GPER inhibits YAP through the Gαs/cAMP/PKA pathway and LATS1 activation (A and B) Treatment of BPH-1 cells with 1 μM G1 resulted in an elevation of phosphorylation levels for CREB and LATS1, whereas the phosphorylation levels of MST1/2 were either unchanged or exhibited a slight decrease. The cells were treated and collected at 2, 4, 8, and 12 h for immunoblotting to detect the phosphorylation levels of LATS, CREB, and MST1/2. The line chart depicts the time-dependent quantification of phosphorylation levels for CREB, LATS1, and MST1/2. (C) PKA was required for G1 to inhibit YAP expression. BPH-1 cells pre-treated with 10 μM PKA inhibitor H89 for 1 h underwent immunoblotting to assess the phosphorylation level of LATS1 and the expression levels of YAP and TAZ. (D and E) Pre-treatment with H89 mitigated the G1-induced reduction in YAP expression and its nuclear localization. BPH-1 cells were treated with G1, with or without H89 pre-treatment, followed by immunofluorescence staining for YAP. Quantifications of YAP’s subcellular localization and staining intensity were conducted from 5 randomly selected fields.
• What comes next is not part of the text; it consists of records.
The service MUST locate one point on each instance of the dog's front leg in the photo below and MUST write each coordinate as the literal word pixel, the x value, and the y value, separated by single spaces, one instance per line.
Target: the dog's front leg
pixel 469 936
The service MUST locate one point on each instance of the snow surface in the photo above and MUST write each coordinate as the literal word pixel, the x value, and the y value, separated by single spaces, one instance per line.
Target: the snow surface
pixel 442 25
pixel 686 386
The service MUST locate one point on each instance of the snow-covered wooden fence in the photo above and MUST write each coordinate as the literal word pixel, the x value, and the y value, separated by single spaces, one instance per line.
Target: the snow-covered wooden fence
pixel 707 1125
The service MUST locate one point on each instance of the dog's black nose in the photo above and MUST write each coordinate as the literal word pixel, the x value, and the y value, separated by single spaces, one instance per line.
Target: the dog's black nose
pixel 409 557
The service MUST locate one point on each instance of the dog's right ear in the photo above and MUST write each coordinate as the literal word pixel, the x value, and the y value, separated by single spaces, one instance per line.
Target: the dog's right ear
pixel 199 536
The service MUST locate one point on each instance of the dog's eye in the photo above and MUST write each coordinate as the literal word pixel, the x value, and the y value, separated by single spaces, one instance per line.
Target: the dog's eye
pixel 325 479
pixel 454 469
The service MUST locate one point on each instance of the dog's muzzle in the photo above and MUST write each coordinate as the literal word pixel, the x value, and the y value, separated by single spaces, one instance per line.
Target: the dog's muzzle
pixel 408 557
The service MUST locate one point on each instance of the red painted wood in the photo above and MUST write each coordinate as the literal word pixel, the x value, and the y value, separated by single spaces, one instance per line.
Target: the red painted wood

N indicates nuclear localization; C indicates cytoplasmic. (F and G) Blockade of PKA activity by pre-treatment with 10 μM H89 for 1 h counteracted the G1-induced cell-cycle arrest (upper) and apoptosis (lower). Histograms display the proportion of cells in each cell cycle phase and the apoptosis rates. All blots shown are representative of three experimental replicates. Data are expressed as mean ± SD from a minimum of three independent experiments. Significant difference was determined by one way ANOVA followed by a Tukey’s multiple comparison tests (∗∗∗p < 0.001 compared with DMSO treatment; ##p < 0.01, ###p < 0.001 compared with G1 treatment, ns for non-significant).